Carothers writes from the perspective of an insider as well as a scholar, having served in Reagan’s State Department during the ‘democracy enhancement’ programmes in Central America. The Reagan-era programmes were ‘sincere’ though a ‘failure’, according to Carothers, because Washington would tolerate only “limited, top-down forms of democratic change that did not risk upsetting the traditional structures of power with which the United States has long been allied.”

This is a familiar historical refrain in the pursuit of visions of democracy, which Iraqis apparently comprehend, even if we choose not to. Today, Nicaragua is the second-poorest country in the hemisphere (above Haiti, another main target of US intervention during the 20th century). About 60 per cent of Nicaraguan children under age two are afflicted with anaemia from severe malnutrition – only one grim indication of what is hailed as a victory for democracy.

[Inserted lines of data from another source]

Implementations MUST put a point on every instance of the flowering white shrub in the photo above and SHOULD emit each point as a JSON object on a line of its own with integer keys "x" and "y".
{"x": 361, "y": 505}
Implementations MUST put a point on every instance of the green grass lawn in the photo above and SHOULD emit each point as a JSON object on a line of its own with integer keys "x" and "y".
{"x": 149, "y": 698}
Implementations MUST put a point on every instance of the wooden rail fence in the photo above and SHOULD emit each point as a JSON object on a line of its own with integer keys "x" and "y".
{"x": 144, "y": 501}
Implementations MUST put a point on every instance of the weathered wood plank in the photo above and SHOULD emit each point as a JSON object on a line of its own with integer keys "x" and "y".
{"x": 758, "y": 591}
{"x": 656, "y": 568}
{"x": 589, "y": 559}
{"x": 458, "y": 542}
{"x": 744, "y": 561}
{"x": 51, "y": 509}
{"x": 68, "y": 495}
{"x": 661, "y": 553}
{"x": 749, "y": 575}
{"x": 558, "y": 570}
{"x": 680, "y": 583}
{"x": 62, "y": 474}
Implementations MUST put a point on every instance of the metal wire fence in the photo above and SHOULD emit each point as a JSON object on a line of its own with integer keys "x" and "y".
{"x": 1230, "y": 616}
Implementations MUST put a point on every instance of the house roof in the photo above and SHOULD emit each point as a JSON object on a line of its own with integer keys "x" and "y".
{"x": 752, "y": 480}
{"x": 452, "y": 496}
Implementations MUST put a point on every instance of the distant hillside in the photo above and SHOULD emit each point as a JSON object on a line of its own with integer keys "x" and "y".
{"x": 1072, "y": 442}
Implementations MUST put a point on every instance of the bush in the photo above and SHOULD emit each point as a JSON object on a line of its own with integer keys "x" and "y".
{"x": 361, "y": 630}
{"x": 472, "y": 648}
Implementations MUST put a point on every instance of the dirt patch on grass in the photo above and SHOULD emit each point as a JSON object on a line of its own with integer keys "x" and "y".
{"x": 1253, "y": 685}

The Bush administration claims to want to bring democracy to Iraq, using the same experienced official as in Central America. During Negroponte’s confirmation hearings, the international terrorist campaign in Nicaragua received passing mention but is considered of no particular significance, thanks, presumably, to the exemption of our glorious selves from the principle of universality.

Several days after Negroponte’s appointment, Honduras withdrew its small contingent of forces from Iraq. That might have been a coincidence. Or maybe the Hondurans remember something from the time when Negroponte was there that we prefer to forget.